66 La Corte ha interpretato tale disposizione nel senso che, quando il giudice nazionale considera una clausola contrattuale abusiva, esso non deve applicarla, obbligo al quale è fatta eccezione solo qualora il consumatore, dopo essere stato avvisato da detto giudice, non intenda farne valere il carattere abusivo e non vincolante, dando così un consenso libero e informato alla clausola in questione, come ricordato al punto 53 della presente sentenza.
67 Pertanto, se il consumatore non dà il consenso o addirittura si oppone espressamente al mantenimento delle clausole abusive interessate, come sembra avvenire nel caso di cui al procedimento principale, detta eccezione non è applicabile.
68 Alla luce di quanto precede, occorre rispondere alla terza questione dichiarando che l’articolo 6, paragrafo 1, della direttiva 93/13 deve essere interpretato nel senso che esso osta al mantenimento delle clausole abusive contenute in un contratto quando la loro soppressione porterebbe all’invalidazione di tale contratto e il giudice ritiene che tale invalidazione creerebbe effetti sfavorevoli per il consumatore, qualora quest’ultimo non abbia acconsentito a tale mantenimento.
Sulle spese
69 Nei confronti delle parti nel procedimento principale la presente causa costituisce un incidente sollevato dinanzi al giudice nazionale, cui spetta quindi statuire sulle spese.
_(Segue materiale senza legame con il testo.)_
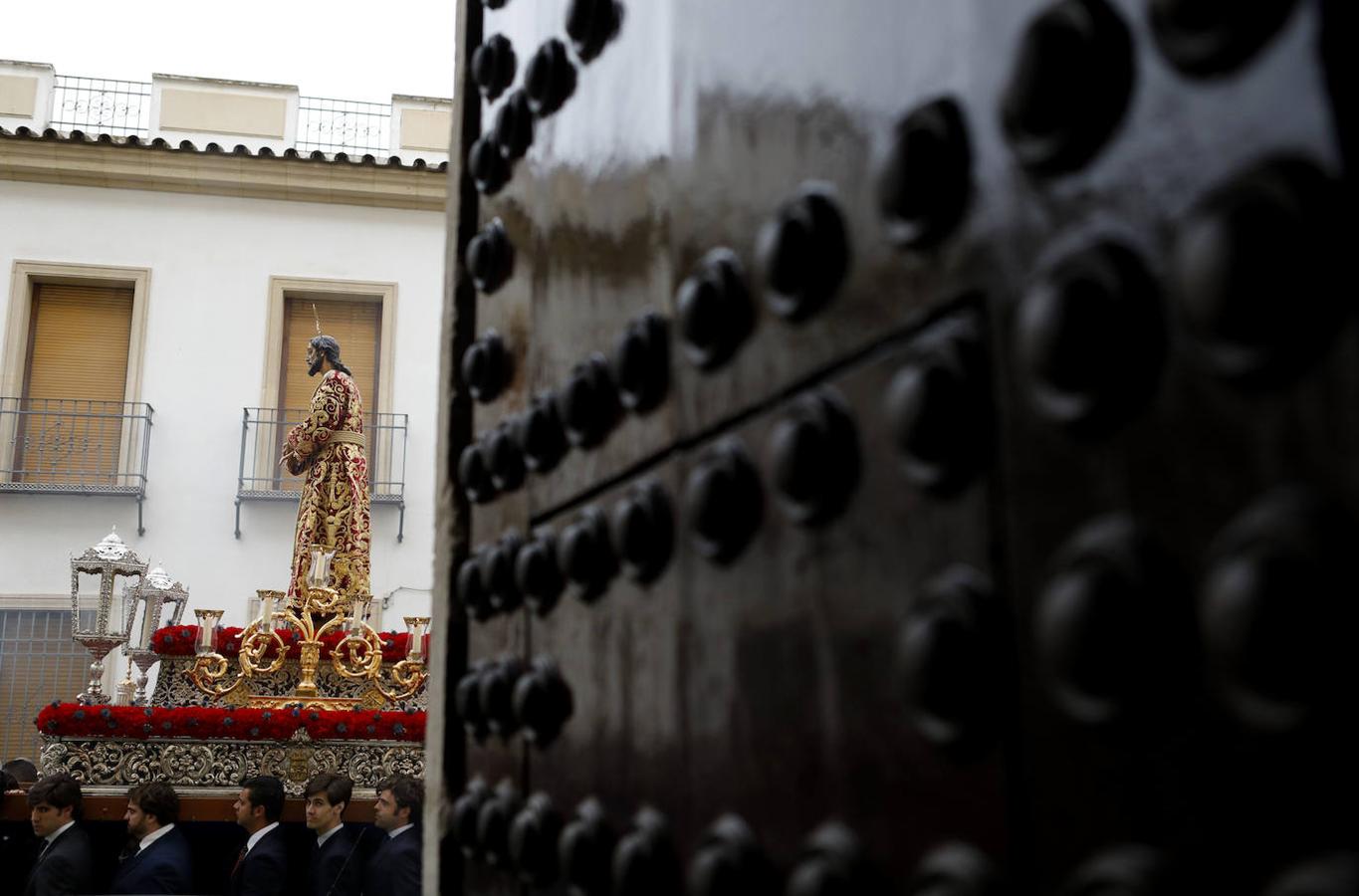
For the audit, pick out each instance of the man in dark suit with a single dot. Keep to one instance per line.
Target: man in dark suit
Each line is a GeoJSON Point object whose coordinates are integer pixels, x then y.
{"type": "Point", "coordinates": [336, 862]}
{"type": "Point", "coordinates": [261, 868]}
{"type": "Point", "coordinates": [394, 869]}
{"type": "Point", "coordinates": [66, 862]}
{"type": "Point", "coordinates": [160, 862]}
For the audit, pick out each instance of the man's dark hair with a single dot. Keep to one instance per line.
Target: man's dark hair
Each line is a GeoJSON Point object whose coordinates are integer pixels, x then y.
{"type": "Point", "coordinates": [406, 791]}
{"type": "Point", "coordinates": [58, 791]}
{"type": "Point", "coordinates": [265, 790]}
{"type": "Point", "coordinates": [156, 798]}
{"type": "Point", "coordinates": [22, 769]}
{"type": "Point", "coordinates": [331, 348]}
{"type": "Point", "coordinates": [336, 787]}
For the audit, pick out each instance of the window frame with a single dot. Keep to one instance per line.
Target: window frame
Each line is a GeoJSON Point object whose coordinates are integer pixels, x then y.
{"type": "Point", "coordinates": [25, 276]}
{"type": "Point", "coordinates": [280, 287]}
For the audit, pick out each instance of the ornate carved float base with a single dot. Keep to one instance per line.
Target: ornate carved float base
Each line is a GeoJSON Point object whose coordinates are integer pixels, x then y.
{"type": "Point", "coordinates": [113, 766]}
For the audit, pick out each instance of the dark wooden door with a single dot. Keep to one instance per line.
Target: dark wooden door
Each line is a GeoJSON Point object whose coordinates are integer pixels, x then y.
{"type": "Point", "coordinates": [913, 445]}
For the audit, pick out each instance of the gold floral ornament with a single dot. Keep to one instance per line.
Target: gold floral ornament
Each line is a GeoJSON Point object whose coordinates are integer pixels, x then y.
{"type": "Point", "coordinates": [319, 610]}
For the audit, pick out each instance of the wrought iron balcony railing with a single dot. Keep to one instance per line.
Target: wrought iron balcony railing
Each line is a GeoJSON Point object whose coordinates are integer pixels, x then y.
{"type": "Point", "coordinates": [121, 108]}
{"type": "Point", "coordinates": [264, 430]}
{"type": "Point", "coordinates": [75, 446]}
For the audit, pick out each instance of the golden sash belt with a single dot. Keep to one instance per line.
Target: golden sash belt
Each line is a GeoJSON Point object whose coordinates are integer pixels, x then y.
{"type": "Point", "coordinates": [342, 437]}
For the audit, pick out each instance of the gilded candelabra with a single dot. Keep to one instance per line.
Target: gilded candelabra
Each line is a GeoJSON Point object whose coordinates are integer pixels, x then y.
{"type": "Point", "coordinates": [314, 613]}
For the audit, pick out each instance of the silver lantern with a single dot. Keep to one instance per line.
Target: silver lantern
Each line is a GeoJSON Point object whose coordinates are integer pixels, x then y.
{"type": "Point", "coordinates": [109, 559]}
Le spese sostenute da altri soggetti per presentare osservazioni alla Corte non possono dar luogo a rifusione.
Per questi motivi, la Corte (Terza Sezione) dichiara:
1) L’articolo 6, paragrafo 1, della direttiva 93/13/CEE del Consiglio, del 5 aprile 1993, concernente le clausole abusive nei contratti stipulati con i consumatori, deve essere interpretato nel senso che esso non osta a che un giudice nazionale, dopo aver accertato il carattere abusivo di talune clausole di un contratto di mutuo indicizzato in una valuta estera ed associato a un tasso di interesse direttamente connesso al tasso interbancario della valuta interessata, ritenga, conformemente al suo diritto interno, che tale contratto non possa sussistere senza tali clausole, per il motivo che la loro eliminazione avrebbe come conseguenza la modifica della natura dell’oggetto principale di detto contratto.
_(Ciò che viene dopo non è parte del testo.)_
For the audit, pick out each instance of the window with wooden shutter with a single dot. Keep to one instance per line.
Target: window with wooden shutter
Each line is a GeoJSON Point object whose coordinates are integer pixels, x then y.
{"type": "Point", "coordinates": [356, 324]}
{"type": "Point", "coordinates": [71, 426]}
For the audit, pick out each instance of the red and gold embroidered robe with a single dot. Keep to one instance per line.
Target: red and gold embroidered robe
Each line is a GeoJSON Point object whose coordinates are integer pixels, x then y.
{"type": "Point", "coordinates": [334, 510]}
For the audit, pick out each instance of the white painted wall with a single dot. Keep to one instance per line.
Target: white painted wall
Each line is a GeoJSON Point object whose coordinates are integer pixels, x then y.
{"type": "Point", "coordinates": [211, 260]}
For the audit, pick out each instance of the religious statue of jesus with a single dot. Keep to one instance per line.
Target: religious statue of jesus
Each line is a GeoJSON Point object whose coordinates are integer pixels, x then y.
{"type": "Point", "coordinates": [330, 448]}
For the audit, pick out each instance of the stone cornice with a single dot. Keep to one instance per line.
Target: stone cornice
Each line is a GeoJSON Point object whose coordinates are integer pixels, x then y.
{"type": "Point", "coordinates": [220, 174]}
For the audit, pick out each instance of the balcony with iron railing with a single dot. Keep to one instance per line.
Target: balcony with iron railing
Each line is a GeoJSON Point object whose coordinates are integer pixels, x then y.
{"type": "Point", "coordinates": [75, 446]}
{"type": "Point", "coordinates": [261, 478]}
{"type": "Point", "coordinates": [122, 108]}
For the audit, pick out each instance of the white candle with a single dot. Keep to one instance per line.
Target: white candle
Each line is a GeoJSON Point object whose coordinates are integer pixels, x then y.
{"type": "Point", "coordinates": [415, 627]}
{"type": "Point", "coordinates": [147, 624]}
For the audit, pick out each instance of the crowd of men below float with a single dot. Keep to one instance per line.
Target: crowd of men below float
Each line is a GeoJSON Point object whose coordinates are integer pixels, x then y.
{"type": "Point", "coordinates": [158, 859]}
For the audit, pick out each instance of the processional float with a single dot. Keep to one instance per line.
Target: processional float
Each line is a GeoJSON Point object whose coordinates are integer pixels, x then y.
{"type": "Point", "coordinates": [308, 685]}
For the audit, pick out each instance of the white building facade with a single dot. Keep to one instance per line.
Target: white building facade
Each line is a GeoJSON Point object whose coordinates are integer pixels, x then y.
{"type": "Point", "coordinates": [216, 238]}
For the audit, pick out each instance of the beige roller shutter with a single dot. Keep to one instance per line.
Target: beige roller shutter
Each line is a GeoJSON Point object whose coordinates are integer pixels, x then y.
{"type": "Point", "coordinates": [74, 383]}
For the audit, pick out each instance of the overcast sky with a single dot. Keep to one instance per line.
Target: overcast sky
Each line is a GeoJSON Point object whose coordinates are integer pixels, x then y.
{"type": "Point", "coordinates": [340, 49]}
2) L’articolo 6, paragrafo 1, della direttiva 93/13 deve essere interpretato nel senso che, da un lato, le conseguenze sulla situazione del consumatore provocate dall’invalidazione di un contratto nella sua interezza, come indicate nella sentenza del 30 aprile 2014, Kásler e Káslerné Rábai (C‑26/13, EU:C:2014:282), devono essere valutate alla luce delle circostanze esistenti o prevedibili al momento della controversia, e che, dall’altro, ai fini di tale valutazione, la volontà che il consumatore ha espresso al riguardo è determinante.
3) L’articolo 6, paragrafo 1, della direttiva 93/13 deve essere interpretato nel senso che esso osta a che sia posto rimedio alle lacune di un contratto, provocate dalla soppressione delle clausole abusive contenute in quest’ultimo, sulla sola base di disposizioni nazionali di carattere generale che prevedono l’integrazione degli effetti espressi in un atto giuridico mediante, segnatamente, gli effetti risultanti dal principio di equità o dagli usi, disposizioni queste che non sono né di natura suppletiva né applicabili in caso di accordo tra le parti del contratto.
4) L’articolo 6, paragrafo 1, della direttiva 93/13 deve essere interpretato nel senso che esso osta al mantenimento delle clausole abusive contenute in un contratto quando la loro soppressione porterebbe all’invalidazione di tale contratto e il giudice ritiene che tale invalidazione creerebbe effetti sfavorevoli per il consumatore, qualora quest’ultimo non abbia acconsentito a tale mantenimento.